ECLI:NL:RBMNE:2022:567
Rechtbank Midden-Nederland
- Eerste aanleg - meervoudig
- Rechtspraak.nl
Niet-ontvankelijkheid van beroep wegens termijnoverschrijding in bestuursrechtelijke procedure
In deze zaak heeft de Rechtbank Midden-Nederland op 17 februari 2022 uitspraak gedaan in een bestuursrechtelijke procedure tussen de Vereniging Vrienden van 't Gooi (VVG) en het college van burgemeester en wethouders van de gemeente Blaricum. De VVG had bezwaar gemaakt tegen een besluit van het college, waarin een handhavingsverzoek met betrekking tot een volleybalveld was toegewezen, maar het verzoek om handhaving van de strandverbreding en verhardingen was afgewezen. De VVG heeft beroep ingesteld tegen de beslissing op bezwaar, maar dit beroep is niet-ontvankelijk verklaard omdat het beroepschrift na afloop van de beroepstermijn was ingediend.

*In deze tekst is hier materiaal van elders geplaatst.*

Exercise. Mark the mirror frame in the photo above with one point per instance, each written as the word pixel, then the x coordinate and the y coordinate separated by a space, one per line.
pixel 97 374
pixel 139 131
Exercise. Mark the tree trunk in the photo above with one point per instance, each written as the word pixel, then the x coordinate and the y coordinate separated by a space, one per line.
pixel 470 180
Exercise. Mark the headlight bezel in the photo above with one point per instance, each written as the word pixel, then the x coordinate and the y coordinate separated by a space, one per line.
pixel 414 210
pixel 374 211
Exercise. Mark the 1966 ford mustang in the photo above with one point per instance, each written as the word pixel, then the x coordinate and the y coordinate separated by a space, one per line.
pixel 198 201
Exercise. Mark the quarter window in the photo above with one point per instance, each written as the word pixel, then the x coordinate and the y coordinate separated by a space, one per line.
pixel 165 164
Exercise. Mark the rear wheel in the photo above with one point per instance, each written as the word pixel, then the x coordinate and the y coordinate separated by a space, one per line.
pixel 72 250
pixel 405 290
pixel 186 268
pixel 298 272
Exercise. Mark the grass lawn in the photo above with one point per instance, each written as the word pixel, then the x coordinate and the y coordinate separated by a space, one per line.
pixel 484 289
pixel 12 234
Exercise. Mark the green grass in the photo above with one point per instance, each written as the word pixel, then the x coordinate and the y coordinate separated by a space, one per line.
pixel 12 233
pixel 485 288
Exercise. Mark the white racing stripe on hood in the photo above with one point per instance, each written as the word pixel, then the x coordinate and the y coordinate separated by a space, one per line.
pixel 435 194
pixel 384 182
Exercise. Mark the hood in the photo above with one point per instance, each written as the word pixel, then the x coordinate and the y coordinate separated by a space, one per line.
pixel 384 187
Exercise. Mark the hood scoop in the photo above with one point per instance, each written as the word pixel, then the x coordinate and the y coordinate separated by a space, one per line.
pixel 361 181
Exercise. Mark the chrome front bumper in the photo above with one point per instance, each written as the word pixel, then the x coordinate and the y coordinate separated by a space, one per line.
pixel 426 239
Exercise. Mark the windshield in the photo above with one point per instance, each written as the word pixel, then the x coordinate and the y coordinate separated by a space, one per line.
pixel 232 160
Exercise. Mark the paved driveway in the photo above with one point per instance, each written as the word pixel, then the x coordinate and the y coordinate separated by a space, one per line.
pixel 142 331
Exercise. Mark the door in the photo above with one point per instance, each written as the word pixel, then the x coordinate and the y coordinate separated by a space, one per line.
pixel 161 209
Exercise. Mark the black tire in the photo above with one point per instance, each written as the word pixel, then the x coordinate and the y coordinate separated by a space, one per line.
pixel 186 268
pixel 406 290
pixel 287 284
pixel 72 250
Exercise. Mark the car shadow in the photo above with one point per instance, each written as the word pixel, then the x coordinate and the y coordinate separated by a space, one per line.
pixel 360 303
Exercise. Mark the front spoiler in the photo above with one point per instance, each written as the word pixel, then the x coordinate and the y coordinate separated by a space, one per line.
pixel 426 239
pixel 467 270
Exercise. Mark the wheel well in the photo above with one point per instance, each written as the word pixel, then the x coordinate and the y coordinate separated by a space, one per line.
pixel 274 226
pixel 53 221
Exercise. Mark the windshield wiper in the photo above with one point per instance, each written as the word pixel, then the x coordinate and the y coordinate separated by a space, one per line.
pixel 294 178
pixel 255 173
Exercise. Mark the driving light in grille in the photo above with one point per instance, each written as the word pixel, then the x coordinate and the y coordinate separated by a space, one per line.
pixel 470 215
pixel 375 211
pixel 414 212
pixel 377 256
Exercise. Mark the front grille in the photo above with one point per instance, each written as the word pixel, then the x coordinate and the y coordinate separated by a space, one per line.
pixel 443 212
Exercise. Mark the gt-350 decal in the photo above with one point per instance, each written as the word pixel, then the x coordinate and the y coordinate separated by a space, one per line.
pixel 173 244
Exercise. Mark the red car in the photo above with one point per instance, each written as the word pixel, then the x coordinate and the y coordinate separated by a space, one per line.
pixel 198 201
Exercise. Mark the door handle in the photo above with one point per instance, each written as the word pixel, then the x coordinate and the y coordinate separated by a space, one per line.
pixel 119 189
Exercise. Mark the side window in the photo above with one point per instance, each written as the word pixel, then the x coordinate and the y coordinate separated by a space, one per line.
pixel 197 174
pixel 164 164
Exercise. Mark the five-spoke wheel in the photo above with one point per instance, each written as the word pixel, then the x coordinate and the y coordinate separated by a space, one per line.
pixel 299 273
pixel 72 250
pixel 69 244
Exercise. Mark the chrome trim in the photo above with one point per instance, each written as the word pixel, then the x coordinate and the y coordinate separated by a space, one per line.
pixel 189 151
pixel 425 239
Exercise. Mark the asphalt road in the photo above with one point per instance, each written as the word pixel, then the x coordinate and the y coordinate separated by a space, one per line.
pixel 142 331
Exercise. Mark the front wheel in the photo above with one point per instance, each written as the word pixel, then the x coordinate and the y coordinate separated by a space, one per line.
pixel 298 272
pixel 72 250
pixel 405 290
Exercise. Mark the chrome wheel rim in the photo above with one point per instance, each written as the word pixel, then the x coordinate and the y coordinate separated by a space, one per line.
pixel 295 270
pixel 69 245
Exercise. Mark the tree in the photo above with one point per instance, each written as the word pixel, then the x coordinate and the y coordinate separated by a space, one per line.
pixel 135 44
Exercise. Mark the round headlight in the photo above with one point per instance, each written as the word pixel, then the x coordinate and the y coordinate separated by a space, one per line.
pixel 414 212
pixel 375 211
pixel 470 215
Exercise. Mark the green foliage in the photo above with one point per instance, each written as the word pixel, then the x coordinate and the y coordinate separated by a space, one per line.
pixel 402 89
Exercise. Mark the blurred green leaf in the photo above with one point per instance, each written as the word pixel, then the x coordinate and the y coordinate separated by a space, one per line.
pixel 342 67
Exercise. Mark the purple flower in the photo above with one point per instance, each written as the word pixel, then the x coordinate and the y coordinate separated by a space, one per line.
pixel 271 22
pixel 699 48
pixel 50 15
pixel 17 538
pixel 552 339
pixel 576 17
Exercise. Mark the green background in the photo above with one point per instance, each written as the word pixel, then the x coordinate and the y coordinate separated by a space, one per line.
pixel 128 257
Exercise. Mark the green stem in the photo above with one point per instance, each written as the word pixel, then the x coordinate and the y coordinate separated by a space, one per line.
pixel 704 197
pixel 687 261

De rechtbank heeft vastgesteld dat de beroepstermijn is aangevangen op 22 januari 2021, de dag na verzending van de beslissing op bezwaar. De VVG had het beroepschrift pas op 16 maart 2021 ingediend, wat betekent dat het na het verstrijken van de termijn was. De rechtbank oordeelde dat de termijnoverschrijding de VVG redelijkerwijs kon worden verweten, omdat er geen reden was waarom de VVG niet al tijdens de beroepstermijn pro forma beroep had kunnen instellen. De rechtbank concludeerde dat de VVG niet voldoende had aangetoond dat de termijnoverschrijding niet aan haar te wijten was.
De uitspraak benadrukt het belang van het tijdig indienen van beroepschriften in bestuursrechtelijke procedures en de gevolgen van termijnoverschrijding. De rechtbank verklaarde het beroep van de VVG niet-ontvankelijk en er was geen aanleiding voor een proceskostenveroordeling. De uitspraak werd openbaar gemaakt op rechtspraak.nl en partijen zijn geïnformeerd over hun recht om in beroep te gaan bij de Afdeling bestuursrechtspraak van de Raad van State.